L’homme qui a tué 50 personnes dans deux mosquées de Christchurch, en Nouvelle-Zélande, a diffusé en direct sur Facebook son massacre. / Stephen Lam / REUTERS

Comment faire pour éviter que se reproduisent, sur Facebook, des diffusions en direct de vidéos abominables comme celles du 15 mars dernier ? Ce jour-là, un homme a assassiné cinquante personnes dans deux mosquées de Christchurch, en Nouvelle-Zélande, et a retransmis les images en direct sur Facebook – sans que rien ne vienne entraver la diffusion, pendant dix-sept minutes, de la vidéo.

Ce n’est pas la première fois que le service « Facebook Live », permettant aux internautes de diffuser des vidéos en direct sur le réseau social, pose problème : il a par le passé servi à retransmettre des meurtres, des suicides, des viols ou des tortures.

En réponse à ce problème, l’entreprise a annoncé, mercredi 15 mai, plusieurs mesures dans un communiqué. La première consiste à interdire l’utilisation de « Facebook Live » à toute personne qui aurait enfreint les « politiques les plus sensibles » du réseau social. Si Facebook ne liste pas lesquelles, l’entreprise précise : « Par exemple, quelqu’un qui partage un lien vers un communiqué d’un groupe terroriste sans élément de contexte se verra immédiatement interdire l’utilisation de Facebook Live pour une période déterminée. » Facebook cite, pour cet exemple, une interdiction d’une durée de trente jours pour l’utilisateur concerné.

Si cette mesure peut potentiellement limiter certains abus, elle n’est toutefois pas de nature à les empêcher, puisque la restriction d’accès sera temporaire. Qui plus est, seules les personnes ayant déjà enfreint les règles de Facebook seront privées de retransmission en direct, ce qui ne sera pas forcément le cas de toutes les personnes s’apprêtant à diffuser des images interdites ou problématiques à travers l’option « Facebook Live » de leur profil.

Limiter les copies

Facebook dit aussi vouloir s’attaquer à une autre partie du problème : les copies de ces vidéos.

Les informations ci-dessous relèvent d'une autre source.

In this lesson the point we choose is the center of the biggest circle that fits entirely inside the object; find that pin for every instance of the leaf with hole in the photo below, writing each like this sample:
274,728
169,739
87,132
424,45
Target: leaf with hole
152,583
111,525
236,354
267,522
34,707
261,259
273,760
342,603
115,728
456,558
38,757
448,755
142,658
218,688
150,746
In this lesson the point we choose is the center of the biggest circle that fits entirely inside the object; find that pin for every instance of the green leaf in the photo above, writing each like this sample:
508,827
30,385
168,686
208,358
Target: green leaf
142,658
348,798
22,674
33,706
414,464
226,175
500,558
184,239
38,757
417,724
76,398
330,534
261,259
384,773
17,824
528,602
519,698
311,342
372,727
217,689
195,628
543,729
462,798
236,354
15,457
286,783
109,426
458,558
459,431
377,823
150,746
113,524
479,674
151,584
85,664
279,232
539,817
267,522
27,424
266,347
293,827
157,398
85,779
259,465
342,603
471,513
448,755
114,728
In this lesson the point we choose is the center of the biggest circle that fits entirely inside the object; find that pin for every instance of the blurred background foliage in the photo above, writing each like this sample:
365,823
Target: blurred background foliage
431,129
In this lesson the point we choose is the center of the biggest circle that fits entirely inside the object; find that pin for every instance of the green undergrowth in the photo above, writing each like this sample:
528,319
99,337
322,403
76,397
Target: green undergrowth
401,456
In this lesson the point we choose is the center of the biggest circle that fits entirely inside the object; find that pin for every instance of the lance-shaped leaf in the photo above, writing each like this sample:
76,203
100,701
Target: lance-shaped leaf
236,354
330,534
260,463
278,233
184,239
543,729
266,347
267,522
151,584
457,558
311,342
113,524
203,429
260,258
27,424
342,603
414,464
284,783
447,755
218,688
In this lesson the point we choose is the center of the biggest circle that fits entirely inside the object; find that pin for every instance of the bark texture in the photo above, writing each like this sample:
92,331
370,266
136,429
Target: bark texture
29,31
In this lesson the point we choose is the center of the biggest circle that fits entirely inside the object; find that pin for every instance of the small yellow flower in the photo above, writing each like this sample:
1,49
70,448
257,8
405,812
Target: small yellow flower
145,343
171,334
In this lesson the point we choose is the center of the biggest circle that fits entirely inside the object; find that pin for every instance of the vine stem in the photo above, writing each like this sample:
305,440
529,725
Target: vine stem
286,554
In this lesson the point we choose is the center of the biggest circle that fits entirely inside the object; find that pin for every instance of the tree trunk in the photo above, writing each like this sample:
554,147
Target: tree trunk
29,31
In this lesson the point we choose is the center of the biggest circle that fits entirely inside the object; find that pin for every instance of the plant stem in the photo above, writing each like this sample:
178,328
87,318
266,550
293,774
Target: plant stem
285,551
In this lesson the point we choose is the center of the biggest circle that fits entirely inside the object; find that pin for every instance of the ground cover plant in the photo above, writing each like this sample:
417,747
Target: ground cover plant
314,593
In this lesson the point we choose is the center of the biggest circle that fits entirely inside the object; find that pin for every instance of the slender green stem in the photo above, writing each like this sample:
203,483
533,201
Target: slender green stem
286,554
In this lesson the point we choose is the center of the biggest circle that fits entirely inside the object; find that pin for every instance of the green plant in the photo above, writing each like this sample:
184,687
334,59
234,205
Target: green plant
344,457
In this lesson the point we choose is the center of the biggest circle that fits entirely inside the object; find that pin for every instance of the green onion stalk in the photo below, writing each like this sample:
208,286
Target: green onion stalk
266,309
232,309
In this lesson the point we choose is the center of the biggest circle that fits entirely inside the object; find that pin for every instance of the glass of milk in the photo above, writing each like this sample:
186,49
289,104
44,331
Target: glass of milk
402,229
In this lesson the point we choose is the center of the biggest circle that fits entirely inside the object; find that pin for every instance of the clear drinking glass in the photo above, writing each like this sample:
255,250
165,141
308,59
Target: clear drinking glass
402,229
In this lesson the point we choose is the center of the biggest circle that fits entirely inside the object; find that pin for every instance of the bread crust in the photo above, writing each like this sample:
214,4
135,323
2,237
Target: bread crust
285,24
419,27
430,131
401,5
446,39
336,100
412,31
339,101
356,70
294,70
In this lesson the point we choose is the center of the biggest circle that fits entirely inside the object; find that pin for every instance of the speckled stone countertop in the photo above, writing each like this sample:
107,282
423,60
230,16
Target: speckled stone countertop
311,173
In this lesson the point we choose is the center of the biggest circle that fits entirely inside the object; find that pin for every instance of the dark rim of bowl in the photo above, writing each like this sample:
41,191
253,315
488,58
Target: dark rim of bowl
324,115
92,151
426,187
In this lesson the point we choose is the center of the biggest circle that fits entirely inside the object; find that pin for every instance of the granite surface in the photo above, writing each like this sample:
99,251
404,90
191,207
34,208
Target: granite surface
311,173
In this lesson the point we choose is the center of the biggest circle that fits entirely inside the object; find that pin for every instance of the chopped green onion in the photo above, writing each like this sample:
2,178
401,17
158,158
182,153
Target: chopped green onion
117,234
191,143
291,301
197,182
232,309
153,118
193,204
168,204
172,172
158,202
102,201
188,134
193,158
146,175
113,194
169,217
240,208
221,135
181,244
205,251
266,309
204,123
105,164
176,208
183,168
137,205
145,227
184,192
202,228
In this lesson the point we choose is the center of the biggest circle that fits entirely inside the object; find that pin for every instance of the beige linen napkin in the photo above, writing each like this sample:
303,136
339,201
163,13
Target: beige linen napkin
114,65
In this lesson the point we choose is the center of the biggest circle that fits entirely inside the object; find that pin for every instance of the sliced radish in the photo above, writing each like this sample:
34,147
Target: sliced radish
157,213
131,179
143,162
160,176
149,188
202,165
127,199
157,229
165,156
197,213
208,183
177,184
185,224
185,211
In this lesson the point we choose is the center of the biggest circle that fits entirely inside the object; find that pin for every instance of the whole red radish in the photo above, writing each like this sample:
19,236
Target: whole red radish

Dans le cas de Christchurch, la vidéo a engrangé 200 vues en direct, et 4 000 avant d’être supprimée. Mais la vidéo a été téléchargée, copiée et a continué à circuler sur Facebook et d’autres plates-formes comme YouTube, qui ont peiné à les faire disparaître. Facebook avait alors annoncé avoir supprimé, en 24 heures, 1,5 million de copies. Parmi elles, des versions parfois modifiées du massacre (extraits seulement, recadrages, ajouts de textes…), « ce qui a rendu leur détection difficile pour nos systèmes », souligne Facebook.

Pour remédier à ce problème, l’entreprise a décidé d’investir dans la recherche afin de développer des technologies plus efficaces pour détecter automatiquement des copies modifiées de vidéos. Et annoncé des partenariats avec des chercheurs des universités du Maryland, Cornell et Berkeley, « pour un total de 7,5 millions de dollars », précise Facebook, soit 6,7 millions d’euros.

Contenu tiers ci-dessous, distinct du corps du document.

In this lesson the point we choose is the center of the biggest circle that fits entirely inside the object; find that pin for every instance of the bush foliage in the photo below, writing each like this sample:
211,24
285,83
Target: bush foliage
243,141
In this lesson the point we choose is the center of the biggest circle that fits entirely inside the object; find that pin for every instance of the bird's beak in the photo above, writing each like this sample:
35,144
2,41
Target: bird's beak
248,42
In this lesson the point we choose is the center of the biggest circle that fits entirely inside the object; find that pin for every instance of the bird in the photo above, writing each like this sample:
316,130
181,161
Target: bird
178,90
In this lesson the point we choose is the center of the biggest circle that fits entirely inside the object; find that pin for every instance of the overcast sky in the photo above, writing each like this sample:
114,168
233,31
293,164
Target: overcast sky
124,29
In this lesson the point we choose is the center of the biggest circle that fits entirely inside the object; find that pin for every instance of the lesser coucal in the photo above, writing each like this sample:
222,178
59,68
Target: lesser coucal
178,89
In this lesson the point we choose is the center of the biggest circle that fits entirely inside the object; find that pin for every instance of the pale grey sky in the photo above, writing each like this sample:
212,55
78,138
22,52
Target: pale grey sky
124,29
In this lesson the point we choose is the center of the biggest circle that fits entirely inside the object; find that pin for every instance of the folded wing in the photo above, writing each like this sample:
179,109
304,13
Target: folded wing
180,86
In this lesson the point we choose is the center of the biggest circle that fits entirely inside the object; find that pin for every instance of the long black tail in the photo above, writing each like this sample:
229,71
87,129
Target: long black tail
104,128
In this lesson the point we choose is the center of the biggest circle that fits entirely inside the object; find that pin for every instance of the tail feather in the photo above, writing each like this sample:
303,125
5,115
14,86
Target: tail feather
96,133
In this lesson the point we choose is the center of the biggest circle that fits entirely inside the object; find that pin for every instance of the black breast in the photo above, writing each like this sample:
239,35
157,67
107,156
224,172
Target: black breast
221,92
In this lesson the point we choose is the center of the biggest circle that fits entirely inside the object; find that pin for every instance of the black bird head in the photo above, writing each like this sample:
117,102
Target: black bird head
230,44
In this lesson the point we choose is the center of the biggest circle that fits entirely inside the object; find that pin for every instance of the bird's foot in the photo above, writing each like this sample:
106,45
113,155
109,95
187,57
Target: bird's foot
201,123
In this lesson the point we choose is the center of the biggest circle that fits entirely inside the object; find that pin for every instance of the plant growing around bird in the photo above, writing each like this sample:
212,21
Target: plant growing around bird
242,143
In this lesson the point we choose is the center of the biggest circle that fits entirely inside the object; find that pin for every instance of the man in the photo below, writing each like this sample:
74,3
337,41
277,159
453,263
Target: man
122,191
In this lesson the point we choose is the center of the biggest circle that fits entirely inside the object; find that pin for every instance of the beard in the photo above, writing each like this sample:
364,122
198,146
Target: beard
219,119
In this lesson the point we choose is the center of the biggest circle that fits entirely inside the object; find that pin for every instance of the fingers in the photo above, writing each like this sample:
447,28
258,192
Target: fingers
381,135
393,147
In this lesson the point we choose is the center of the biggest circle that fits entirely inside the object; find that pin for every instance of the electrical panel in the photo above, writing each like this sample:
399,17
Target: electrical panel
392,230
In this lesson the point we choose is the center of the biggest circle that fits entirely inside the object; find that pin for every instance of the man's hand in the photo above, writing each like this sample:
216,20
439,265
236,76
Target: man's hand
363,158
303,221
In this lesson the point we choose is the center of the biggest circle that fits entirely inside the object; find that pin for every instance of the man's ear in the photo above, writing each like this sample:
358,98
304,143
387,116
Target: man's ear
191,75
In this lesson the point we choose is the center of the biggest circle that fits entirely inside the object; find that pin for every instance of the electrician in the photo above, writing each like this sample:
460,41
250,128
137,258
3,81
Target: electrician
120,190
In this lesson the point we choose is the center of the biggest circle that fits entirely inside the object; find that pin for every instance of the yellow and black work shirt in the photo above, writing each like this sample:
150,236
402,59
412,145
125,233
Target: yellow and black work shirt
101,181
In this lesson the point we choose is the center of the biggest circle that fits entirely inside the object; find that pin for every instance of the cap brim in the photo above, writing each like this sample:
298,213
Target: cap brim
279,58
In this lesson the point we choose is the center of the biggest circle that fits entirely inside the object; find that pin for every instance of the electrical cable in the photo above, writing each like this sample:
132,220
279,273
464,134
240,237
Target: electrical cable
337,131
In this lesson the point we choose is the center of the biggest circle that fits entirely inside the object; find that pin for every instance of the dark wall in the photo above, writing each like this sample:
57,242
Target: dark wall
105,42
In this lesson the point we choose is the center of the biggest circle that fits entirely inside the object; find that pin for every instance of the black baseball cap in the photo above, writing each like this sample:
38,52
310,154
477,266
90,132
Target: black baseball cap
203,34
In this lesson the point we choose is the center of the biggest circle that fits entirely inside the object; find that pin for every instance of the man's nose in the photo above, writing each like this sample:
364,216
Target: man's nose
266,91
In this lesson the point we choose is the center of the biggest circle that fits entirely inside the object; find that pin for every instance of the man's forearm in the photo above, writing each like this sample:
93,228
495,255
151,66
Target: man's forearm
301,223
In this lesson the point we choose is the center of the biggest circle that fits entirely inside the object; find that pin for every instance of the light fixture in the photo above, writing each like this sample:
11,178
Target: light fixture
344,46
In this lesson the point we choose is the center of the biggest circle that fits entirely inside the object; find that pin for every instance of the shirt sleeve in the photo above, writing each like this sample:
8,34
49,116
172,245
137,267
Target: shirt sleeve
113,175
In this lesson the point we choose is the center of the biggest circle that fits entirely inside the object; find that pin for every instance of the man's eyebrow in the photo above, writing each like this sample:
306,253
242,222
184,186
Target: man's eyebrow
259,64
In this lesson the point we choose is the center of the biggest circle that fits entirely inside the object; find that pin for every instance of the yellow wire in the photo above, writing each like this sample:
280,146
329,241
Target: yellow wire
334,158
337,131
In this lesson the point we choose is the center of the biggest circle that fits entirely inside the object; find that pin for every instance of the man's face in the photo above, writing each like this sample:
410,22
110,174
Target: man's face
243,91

L’entreprise ajoute que ces recherches permettront plus largement de lutter « contre les contenus manipulés », et notamment les « Deepfakes ». Il s’agit de vidéos modifiées à l’aide de systèmes d’intelligence artificielle qui permettent assez facilement, par exemple, d’insérer un visage à la place d’un autre.

Un appel présenté à Paris

Le jour qu’a choisi le réseau social pour annoncer ces mesures ne doit rien au hasard. Ce mercredi 15 mai, Emmanuel Macron et Jacinda Ardern, la première ministre de Nouvelle-Zélande, doivent présenter conjointemen, depuis Paris, « l’appel de Christchurch » contre le terrorisme en ligne. Celui-ci mentionne justement les problèmes posés par la diffusion de vidéos terroristes en direct, à travers les fonctionnalités de vidéos « Live » qui sont apparues sur plusieurs réseaux sociaux publics ces dernières années (Facebook, Twitter, Youtube…).

Cet « appel de Christchurch », non contraignant, énonce plusieurs principes pour lutter contre les contenus terroristes en ligne, et appelle les entreprises du Web, notamment, à limiter les impacts négatifs de la diffusion d’images en direct.